If there was one word African nations took away from the just concluded 2019 World Bank and IMF Spring Meetings in Washington D.C., that word was likely “hope” followed by caution and then fear.
Let’s start with hope:
According to the International Monetary Fund, there is reason to hope that the economy in Sub-Saharan Africa would continue to recover in 2019.
“This year we are expecting growth to accelerate to 3.5 percent from 3 percent last year,” saidMr Abebe Aemro Selassie, Director of the IMF’s African Department
Even more interesting is that some 21 countries in Sub-Saharan Africa are expected to grow at 5 percent or more this year.
In addition, these economies that are growing fast tend to be the more diversified economies, anther piece of great news.
However, the remaining countries, comprising mostly resource intensive countries, including the largest – Nigeria and South Africa – are expected to see slower improvements in standards of living.
This second group, around 24 countries, mainly resource-dependent economies would face face “sluggish growth” in the near term and slower improvements in standards of livings.
This group includes some of the larger economies in the region, the likes of Angola, Nigeria, and South Africa, which account for more than 50 percent of the region’s output.
So that’s the first part. Things may be a bit rocky at the moment, especially with slower growth last year, but the IMF forecasts that the storm would gradually be over as this year progresses and we move into 2020.
But, then there is need to be extremely cautious.
Even as the economy is expected to grow globally this year, Christine Lagarde warned on April 11 during her press briefing that “we are at a delicate moment” and would need to be cautious.
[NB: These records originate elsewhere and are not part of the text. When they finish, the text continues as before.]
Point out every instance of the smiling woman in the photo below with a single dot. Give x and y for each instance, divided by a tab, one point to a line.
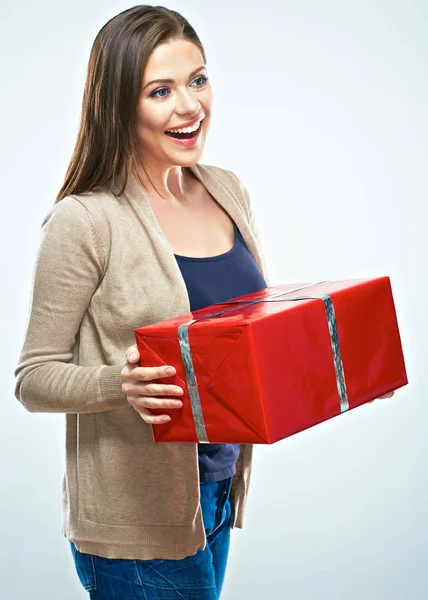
140	232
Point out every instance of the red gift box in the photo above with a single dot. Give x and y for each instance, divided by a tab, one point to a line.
264	366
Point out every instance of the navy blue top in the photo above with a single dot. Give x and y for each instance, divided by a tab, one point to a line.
213	280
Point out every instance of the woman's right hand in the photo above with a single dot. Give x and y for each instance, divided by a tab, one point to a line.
142	394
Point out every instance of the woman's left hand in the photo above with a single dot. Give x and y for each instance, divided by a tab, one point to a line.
388	395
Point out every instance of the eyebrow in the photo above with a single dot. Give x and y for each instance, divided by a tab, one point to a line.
171	80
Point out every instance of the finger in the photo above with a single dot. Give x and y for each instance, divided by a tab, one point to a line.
150	403
158	389
132	354
151	419
150	373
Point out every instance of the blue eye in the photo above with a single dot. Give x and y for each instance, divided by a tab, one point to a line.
154	94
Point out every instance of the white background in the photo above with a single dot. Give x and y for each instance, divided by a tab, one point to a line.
321	110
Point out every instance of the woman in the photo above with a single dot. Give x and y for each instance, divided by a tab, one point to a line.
140	232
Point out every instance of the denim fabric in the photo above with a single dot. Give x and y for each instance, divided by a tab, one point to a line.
196	577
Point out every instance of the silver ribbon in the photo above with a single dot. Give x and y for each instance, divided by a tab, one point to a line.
186	354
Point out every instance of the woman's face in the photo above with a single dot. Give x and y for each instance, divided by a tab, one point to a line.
167	105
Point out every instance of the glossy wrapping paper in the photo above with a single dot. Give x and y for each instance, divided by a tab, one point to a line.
275	362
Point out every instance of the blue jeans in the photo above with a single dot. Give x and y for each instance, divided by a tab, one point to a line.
196	577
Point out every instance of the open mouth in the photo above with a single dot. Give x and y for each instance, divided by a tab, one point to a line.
185	136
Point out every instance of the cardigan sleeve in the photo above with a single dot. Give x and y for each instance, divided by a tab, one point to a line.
67	271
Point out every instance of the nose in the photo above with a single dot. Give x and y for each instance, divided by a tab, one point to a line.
187	104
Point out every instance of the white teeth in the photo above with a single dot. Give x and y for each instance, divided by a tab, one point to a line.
185	129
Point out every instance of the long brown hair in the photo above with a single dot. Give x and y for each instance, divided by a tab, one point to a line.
105	148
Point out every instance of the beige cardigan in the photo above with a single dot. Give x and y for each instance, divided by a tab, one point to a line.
104	268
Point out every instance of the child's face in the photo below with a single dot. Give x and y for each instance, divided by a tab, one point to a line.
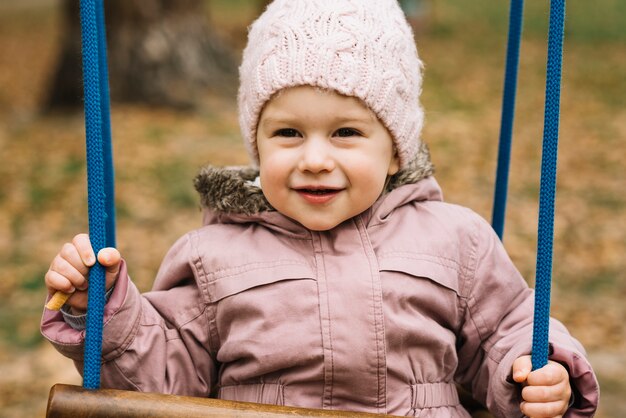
324	157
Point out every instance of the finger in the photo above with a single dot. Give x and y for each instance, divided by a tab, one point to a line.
543	409
110	259
549	375
560	392
521	368
63	267
84	248
58	282
70	254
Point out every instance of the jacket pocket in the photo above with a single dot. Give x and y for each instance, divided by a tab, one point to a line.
444	272
230	282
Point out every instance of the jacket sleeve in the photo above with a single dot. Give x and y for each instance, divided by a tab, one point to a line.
155	342
497	329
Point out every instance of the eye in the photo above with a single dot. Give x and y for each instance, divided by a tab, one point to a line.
287	132
346	132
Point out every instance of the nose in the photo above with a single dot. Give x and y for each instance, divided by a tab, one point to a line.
317	155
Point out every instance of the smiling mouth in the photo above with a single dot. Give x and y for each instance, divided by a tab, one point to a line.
318	195
318	191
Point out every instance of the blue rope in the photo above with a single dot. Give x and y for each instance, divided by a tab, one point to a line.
96	103
516	13
547	192
109	180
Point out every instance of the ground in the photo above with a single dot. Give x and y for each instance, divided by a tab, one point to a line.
157	153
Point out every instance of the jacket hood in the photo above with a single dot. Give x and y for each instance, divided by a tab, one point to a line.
236	190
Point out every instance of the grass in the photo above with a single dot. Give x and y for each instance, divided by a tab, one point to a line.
42	192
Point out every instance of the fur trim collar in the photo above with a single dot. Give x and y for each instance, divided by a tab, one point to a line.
233	190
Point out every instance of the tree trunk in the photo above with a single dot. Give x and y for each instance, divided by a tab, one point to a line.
160	52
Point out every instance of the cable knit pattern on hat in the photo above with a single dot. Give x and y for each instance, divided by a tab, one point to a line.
361	48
According to the IMF, the global economy is expected to rebound from 3.3 in 2019 to 3.6 in 2020, however, this would depend on many factors, ranging from unresolved trade tensions, high debt in some sectors and countries, both public and corporate, and the risk of weaker‑than‑expected growth in some stressed economies, and, of course, the consequences of whatever Brexit will happen or not.
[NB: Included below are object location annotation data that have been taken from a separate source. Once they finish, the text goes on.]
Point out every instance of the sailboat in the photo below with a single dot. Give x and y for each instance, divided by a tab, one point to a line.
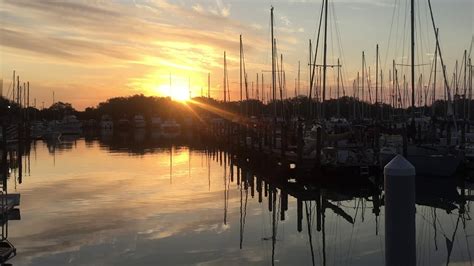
437	160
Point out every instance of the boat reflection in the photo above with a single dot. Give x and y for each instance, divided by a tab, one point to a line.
336	222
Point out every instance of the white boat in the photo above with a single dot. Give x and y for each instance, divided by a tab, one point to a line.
156	122
106	123
429	160
170	129
139	121
69	125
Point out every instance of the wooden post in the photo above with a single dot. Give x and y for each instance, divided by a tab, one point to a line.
319	143
299	211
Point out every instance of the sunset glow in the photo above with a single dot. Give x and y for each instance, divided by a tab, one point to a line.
122	48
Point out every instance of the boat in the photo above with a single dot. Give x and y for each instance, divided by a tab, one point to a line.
431	160
69	125
123	123
156	122
106	123
170	129
139	121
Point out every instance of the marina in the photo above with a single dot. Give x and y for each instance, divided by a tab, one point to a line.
192	147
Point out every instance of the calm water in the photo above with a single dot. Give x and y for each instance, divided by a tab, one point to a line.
130	201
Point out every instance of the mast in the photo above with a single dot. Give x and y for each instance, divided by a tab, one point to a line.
376	78
13	87
413	60
434	81
258	94
311	77
225	74
325	56
273	68
338	100
298	88
240	73
363	79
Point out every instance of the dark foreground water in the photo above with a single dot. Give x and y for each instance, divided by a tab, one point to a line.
129	202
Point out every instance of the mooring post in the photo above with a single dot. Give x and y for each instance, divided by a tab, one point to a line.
448	134
319	143
299	213
405	141
400	230
299	143
283	139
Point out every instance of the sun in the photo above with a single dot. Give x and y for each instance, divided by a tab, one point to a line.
177	92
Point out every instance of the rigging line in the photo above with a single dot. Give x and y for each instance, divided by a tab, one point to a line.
311	80
308	222
405	32
398	7
390	33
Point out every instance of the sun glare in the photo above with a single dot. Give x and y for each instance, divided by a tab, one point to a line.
177	93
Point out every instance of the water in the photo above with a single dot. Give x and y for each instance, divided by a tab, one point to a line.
129	200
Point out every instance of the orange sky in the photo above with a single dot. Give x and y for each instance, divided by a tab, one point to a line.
87	51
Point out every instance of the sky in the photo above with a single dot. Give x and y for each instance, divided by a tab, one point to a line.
87	51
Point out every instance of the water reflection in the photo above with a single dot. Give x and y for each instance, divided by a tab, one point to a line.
135	199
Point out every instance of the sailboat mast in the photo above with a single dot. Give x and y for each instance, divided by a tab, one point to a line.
241	73
434	80
225	81
273	67
413	58
338	100
376	78
325	56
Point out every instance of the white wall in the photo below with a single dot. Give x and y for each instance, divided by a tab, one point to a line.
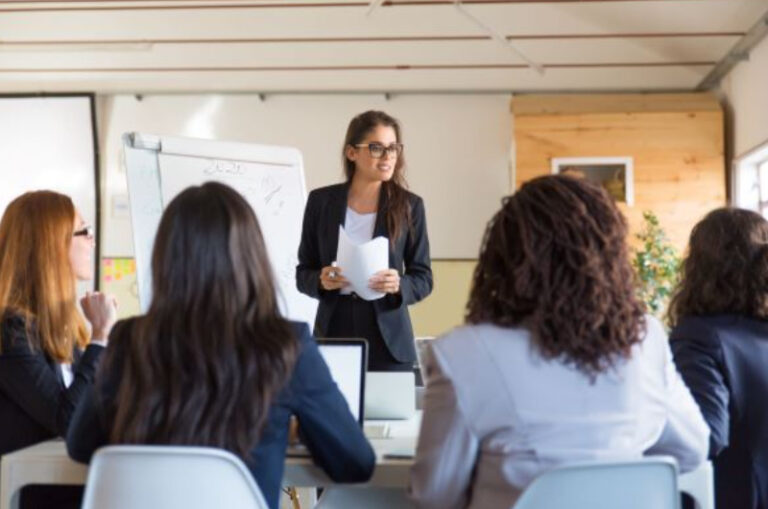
457	149
746	91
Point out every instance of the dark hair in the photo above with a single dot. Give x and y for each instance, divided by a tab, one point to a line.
554	259
726	268
397	212
204	364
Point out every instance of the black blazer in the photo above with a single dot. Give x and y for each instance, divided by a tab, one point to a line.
34	403
724	361
326	209
329	430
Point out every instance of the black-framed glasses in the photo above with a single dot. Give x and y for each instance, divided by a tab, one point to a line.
88	232
377	149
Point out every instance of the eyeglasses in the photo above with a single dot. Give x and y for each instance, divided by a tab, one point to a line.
377	149
86	231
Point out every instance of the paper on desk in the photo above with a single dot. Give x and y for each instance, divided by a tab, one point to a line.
361	261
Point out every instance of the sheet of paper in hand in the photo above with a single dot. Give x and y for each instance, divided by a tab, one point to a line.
361	261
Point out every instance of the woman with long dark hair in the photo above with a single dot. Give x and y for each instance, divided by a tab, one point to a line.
556	363
719	314
372	202
212	362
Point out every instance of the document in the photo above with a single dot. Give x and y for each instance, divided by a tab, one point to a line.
359	262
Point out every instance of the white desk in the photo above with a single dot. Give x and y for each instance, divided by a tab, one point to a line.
48	463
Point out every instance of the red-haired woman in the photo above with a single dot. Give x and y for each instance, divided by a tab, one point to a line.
557	362
48	356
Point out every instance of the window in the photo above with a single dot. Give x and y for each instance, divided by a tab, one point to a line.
750	181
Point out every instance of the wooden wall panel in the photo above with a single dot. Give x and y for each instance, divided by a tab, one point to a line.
679	165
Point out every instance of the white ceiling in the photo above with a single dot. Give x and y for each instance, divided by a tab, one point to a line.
404	45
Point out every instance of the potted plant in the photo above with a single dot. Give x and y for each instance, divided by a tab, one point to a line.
656	263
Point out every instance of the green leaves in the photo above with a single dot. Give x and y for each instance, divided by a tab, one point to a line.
656	265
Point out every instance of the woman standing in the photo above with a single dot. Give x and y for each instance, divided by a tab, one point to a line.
719	314
372	202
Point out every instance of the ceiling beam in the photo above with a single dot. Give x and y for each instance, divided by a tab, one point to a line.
414	38
410	67
154	5
739	53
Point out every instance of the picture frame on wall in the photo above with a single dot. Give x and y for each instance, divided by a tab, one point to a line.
615	174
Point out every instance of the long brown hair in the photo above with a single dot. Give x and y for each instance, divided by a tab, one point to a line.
726	268
397	212
554	259
36	277
204	364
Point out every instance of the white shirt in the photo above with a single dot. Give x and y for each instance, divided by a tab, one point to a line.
359	228
496	414
66	373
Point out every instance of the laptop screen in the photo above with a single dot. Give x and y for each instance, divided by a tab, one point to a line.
347	361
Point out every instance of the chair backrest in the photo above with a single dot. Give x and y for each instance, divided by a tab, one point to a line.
640	484
146	477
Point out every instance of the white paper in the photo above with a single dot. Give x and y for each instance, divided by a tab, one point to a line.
359	262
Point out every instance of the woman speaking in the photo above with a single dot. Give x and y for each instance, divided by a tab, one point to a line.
372	202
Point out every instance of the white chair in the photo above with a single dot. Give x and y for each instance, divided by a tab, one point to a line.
167	477
648	483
These external factors would also affect the African economy.
On the external front perhaps the most important factors have been the volatility and global financial conditions, as well as the volatility in commodity prices which are posing a challenge for policymakers.
Domestically, rising public debt vulnerabilities, which are elevated in some countries would continue to pose a great challenge.
“The reason for the increase in debt levels tends to be very country-specific, for some it is due to addressing the large infrastructure needs. In others it’s been the effect of the commodity price shock that hit countries between 2014 and 2016. And yet in others it’s been pro-cyclical policies which have led to the marked increase in debt levels”, Selassie said.
All these factors, the IMF said, mean that there are basically two broad implications for policies.
“First in the fast-growing economies, the likes of Benin, Ethiopia, Ghana, Senegal, there is a need to hand over the reins of growth from the public to the private sector”, because in many of these countries while public investments has helped spur higher growth, translating into an increase in public debt levels, there is a need to strike a better balance between public debt increase on one hand, and the continued investments that are needed in public investment.
In the slower-growing economies, the likes of Angola, Nigeria, South Africa, there is a need to pursue reforms to facilitate economic diversification, and address remaining economic imbalances.
This, according to the IMF is because private investments remain weak, and a strong focus is needed to address the constraints that are holding such investments back.
Finally, there is fear, big fear
According to the World Bank President, David Malpass, per capita income growth in sub-Saharan Africa as a whole is projected to stay below one percent until at least 2021 which elevates the risk of a further concentration of extreme poverty on the continent.
In addition, growth in median income will also be weak.
This fact, he said, was extremely troubling because it jeopardizes the World Bank’s primary goal of ending extreme poverty by 2030.
Mr Malpass said although extreme poverty has dropped globally to 700 million at the last count, down from much higher levels in the 1990’s and 2000’s, the number of people living in extreme poverty is on the rise in sub-Saharan Africa.
“By 2030, nearly 9 in 10 extremely poor people will be Africans, and half of the world’s poor will be living in fragile and conflict-affected settings. This calls for urgent action—by countries themselves and by the global community,” he said.